Uccise un cane con la balestra, 10 mesi
Il giudice: 3 mila euro alla padrona e 500 all’Enpa. Lui: difendevo il mio agnellino
L’uccisione di un animale viene punita con condanne da 4 mesi a 2 anni. Lo sa bene un allevatore di Castione della Presolana che ha preso 10 mesi per la morte del cane della vicina. L’ha ucciso con il dardo di una balestra, è l’imputazione. Che, però, lui nega. Ha ammesso di averlo scagliato, ma per scacciare due randagi che avevano aggredito un agnellino appena nato e che stavano per sbranare la pecora.
Giovan Maria Savoldelli ha 50 anni ed è un pastore da quando ne aveva 10. A Castione della Presolana alleva pecore, anche le suffolk, una razza inglese pregiata. Giura che il 22 febbraio 2014 non uccise il cane della vicina. Voleva solo proteggere il suo gregge, dice, da due randagi. Ma è evidente dalla condanna a 10 mesi che il giudice Massimiliano Magliacani non gli ha creduto.
L’Ente nazionale per la protezione animale, parte civile, esulta per la sentenza. Ha ottenuto un risarcimento di 500 euro, simbolico. Tremila, invece, vanno alla proprietaria del cane, un pastore bergama- sco di 12 anni. L’imputato, assistito dall’avvocato Giovanni Ponte, è rimasto di sasso. La sua versione dei fatti è un’altra rispetto a quella dell’accusa (il fascicolo è del pm Letizia Ruggeri).
Non ha negato di aver lanciato un dardo contro un cane. L’ha ammesso, ma ha sostenuto di aver scacciato due randagi che stavano attaccando un agnellino appena nato e la pecora che lo aveva partorito. Se fosse stato il cane della vicina, che ha una cascina a 350 metri dalla sua, lo avrebbe riconosciuto, è la sua difesa. Invece l’accusa è che il pastore bergamasco della donna è tornato a casa ferito, con una freccia di otto centimetri conficcata, e poi è morto. Da qui l’imputazione di uccisione di animale, oltre che di utilizzo di arma impropria. Agli atti c’è il resoconto dell’esame di un animale. Che fosse quello della vicina lo dice solo lei, ha contestato l’avvocato Ponte.

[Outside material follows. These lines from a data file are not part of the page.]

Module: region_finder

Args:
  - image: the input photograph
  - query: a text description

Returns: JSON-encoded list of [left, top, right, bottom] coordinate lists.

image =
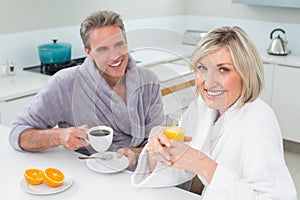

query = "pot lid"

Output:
[[38, 39, 71, 50]]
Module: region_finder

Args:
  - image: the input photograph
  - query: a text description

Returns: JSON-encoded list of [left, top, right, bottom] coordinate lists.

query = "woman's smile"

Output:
[[205, 89, 226, 98]]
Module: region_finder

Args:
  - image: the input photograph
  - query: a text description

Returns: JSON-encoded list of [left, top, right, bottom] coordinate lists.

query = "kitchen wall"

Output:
[[0, 0, 184, 34], [1, 0, 300, 69], [184, 0, 300, 54], [0, 0, 184, 68]]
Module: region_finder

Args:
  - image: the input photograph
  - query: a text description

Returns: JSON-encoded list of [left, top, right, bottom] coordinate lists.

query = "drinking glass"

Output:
[[164, 112, 185, 142]]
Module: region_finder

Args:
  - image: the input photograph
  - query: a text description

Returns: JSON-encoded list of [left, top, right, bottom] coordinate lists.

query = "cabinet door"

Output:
[[272, 65, 300, 142], [0, 94, 36, 126], [260, 63, 274, 106]]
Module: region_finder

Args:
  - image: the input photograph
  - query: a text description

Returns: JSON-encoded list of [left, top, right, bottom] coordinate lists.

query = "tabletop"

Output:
[[0, 124, 200, 200]]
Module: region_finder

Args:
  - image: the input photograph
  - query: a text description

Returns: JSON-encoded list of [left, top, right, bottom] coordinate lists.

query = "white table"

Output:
[[0, 124, 200, 199]]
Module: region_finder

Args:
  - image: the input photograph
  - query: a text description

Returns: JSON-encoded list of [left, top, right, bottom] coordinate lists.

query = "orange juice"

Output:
[[164, 126, 185, 142]]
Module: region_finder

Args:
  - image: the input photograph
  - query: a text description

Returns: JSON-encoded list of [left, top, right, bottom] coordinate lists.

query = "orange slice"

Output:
[[164, 126, 185, 142], [43, 168, 65, 187], [24, 168, 44, 185]]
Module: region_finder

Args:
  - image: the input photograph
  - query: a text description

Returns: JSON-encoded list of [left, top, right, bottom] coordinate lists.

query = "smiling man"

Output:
[[9, 10, 164, 169]]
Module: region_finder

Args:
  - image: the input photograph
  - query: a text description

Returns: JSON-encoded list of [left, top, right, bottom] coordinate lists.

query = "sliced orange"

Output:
[[164, 126, 185, 142], [43, 168, 65, 187], [24, 168, 44, 185]]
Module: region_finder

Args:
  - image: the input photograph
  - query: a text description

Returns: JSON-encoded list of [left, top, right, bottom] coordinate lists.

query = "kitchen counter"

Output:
[[0, 70, 50, 102], [130, 44, 196, 94], [0, 124, 201, 200], [0, 71, 51, 126], [260, 49, 300, 67], [130, 44, 195, 66]]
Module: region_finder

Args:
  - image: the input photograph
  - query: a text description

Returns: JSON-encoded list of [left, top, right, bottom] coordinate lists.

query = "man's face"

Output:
[[85, 26, 128, 82]]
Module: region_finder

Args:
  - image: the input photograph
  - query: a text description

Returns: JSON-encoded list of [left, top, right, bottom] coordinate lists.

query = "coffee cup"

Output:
[[87, 126, 113, 152]]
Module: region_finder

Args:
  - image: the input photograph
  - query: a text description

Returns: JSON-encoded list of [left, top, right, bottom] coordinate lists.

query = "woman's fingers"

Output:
[[148, 135, 172, 164], [164, 140, 191, 164], [148, 143, 172, 166], [149, 126, 171, 147], [117, 148, 137, 168], [183, 136, 193, 142]]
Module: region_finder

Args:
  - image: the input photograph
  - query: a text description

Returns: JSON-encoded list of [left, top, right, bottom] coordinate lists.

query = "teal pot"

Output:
[[38, 39, 72, 64]]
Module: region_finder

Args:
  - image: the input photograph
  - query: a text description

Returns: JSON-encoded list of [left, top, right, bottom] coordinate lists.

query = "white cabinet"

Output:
[[271, 64, 300, 142], [0, 94, 36, 126], [260, 63, 274, 106]]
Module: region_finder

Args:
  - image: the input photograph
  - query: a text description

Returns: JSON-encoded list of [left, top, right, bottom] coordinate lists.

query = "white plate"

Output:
[[20, 174, 72, 195], [86, 152, 129, 173]]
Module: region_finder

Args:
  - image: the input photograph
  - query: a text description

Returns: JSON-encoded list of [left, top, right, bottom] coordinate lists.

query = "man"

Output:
[[9, 10, 164, 168]]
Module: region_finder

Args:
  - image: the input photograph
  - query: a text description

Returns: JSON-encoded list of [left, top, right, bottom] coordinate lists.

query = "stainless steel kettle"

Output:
[[267, 28, 290, 56]]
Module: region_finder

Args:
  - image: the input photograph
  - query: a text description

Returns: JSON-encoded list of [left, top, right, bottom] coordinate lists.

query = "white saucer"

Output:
[[20, 174, 72, 195], [86, 152, 129, 173]]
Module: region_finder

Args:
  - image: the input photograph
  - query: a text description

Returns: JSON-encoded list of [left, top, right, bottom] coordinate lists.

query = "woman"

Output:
[[131, 26, 297, 199]]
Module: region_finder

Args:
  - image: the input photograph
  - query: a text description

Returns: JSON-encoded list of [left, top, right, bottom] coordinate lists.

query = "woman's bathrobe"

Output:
[[132, 97, 297, 200]]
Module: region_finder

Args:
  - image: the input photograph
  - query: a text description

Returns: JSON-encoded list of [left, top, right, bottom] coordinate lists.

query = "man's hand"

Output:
[[59, 124, 89, 150]]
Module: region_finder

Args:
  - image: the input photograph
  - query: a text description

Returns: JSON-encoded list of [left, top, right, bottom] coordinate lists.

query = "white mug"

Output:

Nulla da obiettare per il legale dell’Enpa Claudia Ricci. Anzi, la sentenza del giudice di Bergamo «è un pronunciamento importante, non solo per questo procedimento ma perché può diventare un precedente per altri casi simili. Che, purtroppo, sono molto più numerosi di quanto si possa immaginare».